1. An electric wire production line skin cutting device characterized by comprising: The device includes a cutting device body (1), a wire body (2), a cutting blade (9), and a wire feeding wheel (10). The wire feeding wheel (10) is located at the bottom of the cutting device body (1), and a first drive motor (3) is fixed on one side of the cutting device body (1). The output end of the first drive motor (3) is connected to the wire feeding wheel (10) through a rotating shaft. The wire body (2) passes through the top of the wire feeding wheel (10). A blade holder (8) is located inside the cutting device body (1) above the wire feeding wheel (10), and the cutting blade (9) is located inside the blade holder (8) through a roller (14). Pressure sensors (13) are provided at both ends of the roller (14). A controller (4) is provided at the top of one side of the main body (1) of the cutting device. A top frame (6) is provided at one end of the top of the main body (1) of the cutting device.

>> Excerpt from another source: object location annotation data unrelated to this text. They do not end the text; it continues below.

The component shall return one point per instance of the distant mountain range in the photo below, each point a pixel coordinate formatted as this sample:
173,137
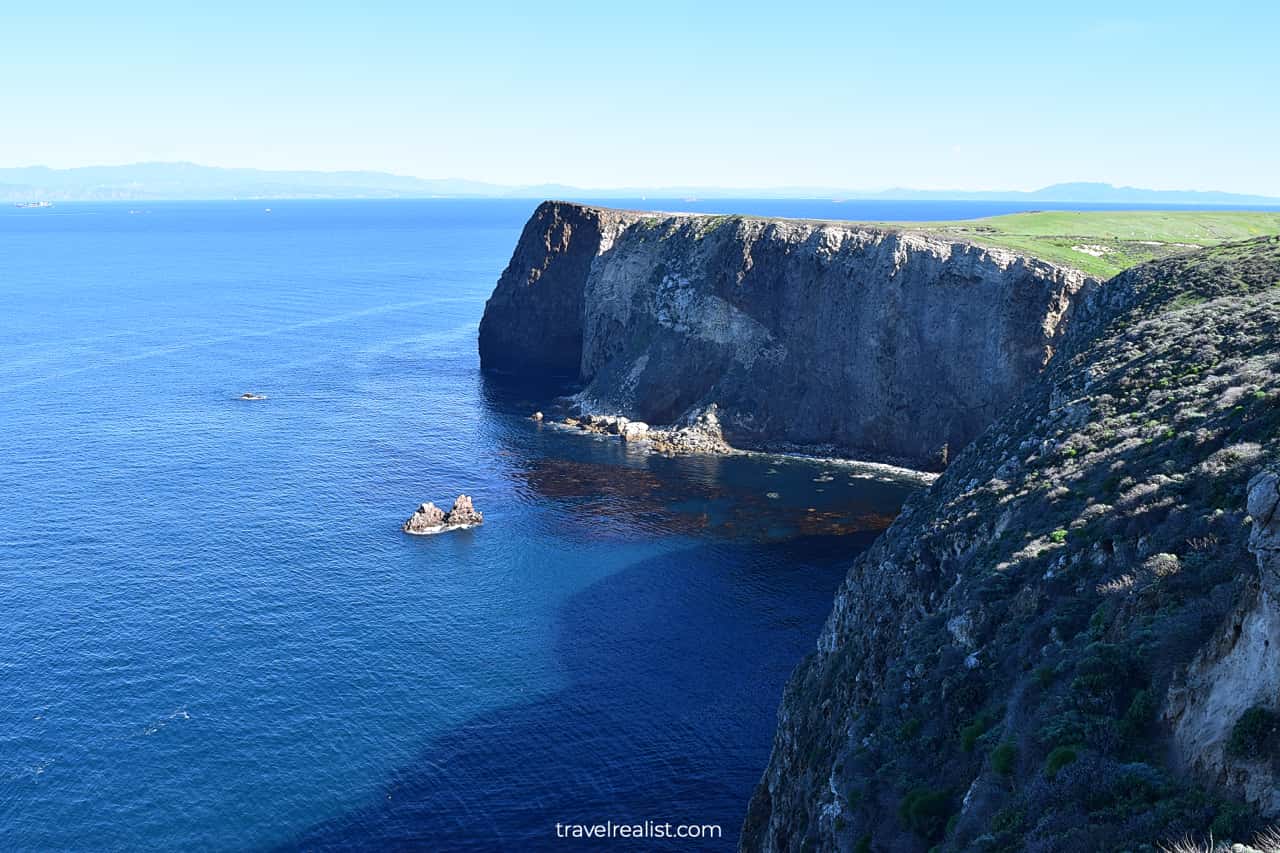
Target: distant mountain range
188,181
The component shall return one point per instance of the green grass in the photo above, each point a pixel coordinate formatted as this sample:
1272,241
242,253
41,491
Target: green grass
1120,238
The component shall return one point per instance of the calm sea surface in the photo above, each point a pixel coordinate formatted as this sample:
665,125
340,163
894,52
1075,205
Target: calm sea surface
214,635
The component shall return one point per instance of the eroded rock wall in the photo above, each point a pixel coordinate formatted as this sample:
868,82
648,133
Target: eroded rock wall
858,340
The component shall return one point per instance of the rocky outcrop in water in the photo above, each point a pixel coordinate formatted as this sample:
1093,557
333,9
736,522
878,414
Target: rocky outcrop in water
426,519
1070,641
862,341
429,519
464,514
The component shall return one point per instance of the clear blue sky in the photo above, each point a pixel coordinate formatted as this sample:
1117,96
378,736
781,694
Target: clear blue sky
862,95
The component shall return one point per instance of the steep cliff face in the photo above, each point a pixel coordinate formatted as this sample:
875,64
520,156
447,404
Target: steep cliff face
1069,642
872,342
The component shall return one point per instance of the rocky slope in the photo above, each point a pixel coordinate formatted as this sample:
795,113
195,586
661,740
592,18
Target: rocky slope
860,341
1070,641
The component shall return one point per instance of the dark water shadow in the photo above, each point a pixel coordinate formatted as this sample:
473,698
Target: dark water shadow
667,714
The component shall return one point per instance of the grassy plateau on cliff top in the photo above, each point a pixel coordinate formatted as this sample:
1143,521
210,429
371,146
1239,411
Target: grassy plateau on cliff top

A lead screw (15) is provided on one side inside the top frame (6). A drive block (16) is sleeved on the lead screw (15). One side of the drive block (16) is connected to the tool holder (8) through a connecting rod (11). A second drive motor (7) is fixed at one end of the top of the top frame (6). The output end of the second drive motor (7) is connected to the lead screw (15).

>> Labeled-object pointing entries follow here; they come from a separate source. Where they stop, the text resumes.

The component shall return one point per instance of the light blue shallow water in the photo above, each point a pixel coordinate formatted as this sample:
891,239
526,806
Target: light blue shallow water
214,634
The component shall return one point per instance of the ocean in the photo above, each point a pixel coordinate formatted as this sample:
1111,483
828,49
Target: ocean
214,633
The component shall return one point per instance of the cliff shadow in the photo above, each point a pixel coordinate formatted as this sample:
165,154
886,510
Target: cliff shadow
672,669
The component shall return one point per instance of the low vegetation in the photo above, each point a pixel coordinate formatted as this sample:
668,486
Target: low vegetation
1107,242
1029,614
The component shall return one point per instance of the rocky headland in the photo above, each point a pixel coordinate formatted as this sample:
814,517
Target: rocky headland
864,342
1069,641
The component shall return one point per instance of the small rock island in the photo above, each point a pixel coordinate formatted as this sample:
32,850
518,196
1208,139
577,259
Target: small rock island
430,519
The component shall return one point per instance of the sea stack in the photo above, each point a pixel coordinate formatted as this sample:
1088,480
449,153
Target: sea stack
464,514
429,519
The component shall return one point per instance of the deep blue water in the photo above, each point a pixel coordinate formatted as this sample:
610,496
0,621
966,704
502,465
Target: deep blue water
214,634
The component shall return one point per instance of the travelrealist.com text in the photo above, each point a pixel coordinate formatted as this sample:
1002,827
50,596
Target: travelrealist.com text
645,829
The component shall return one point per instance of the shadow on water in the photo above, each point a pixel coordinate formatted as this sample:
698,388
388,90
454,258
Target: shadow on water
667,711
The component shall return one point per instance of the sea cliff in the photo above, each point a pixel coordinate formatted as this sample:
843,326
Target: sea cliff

2. The wire production line insulation cutting device according to claim 1, characterized in that: A guide rod (17) is provided on the side of the top frame (6) away from the lead screw (15), and the side of the connecting rod (11) close to the guide rod (17) is slidably sleeved with the guide rod (17) through a guide sleeve.

3. The wire production line sheath cutting device according to claim 1, characterized in that: The cutting device body (1) is provided with limit frames (5) on both sides, and the two ends of the limit frames (5) are provided with clamping wheels (18) through brackets (19).

4. The wire production line sheath cutting device according to claim 3, characterized in that: The clamping wheels (18) are in contact with both sides of the wire body (2), and the clamping wheels (18) are all made of polyurethane material.

5. The wire production line sheath cutting device according to claim 3, characterized in that: The limiting frame (5) has buffer cavities (20) on both sides inside, and pressure plates (23) are uniformly arranged inside the buffer cavities (20) through buffer springs (22), and the pressure plates (23) are all connected to the bracket (19).

6. The wire production line insulation cutting device according to claim 5, characterized in that: Damping pads (21) are provided on the side of the buffer cavity (20) away from the pressure plate (23), and the damping pads (21) are connected to the side of the buffer spring (22) away from the pressure plate (23).

7. The wire production line sheath cutting device according to claim 6, characterized in that: The damping pad (21) has a honeycomb porous structure, and all damping pads (21) are made of rubber.

8. The wire production line insulation cutting device according to claim 1, characterized in that: Limiting blocks (12) are provided on both sides of the blade holder (8), and limiting grooves matching the limiting blocks (12) are provided on both sides of the main body (1) of the cutting device.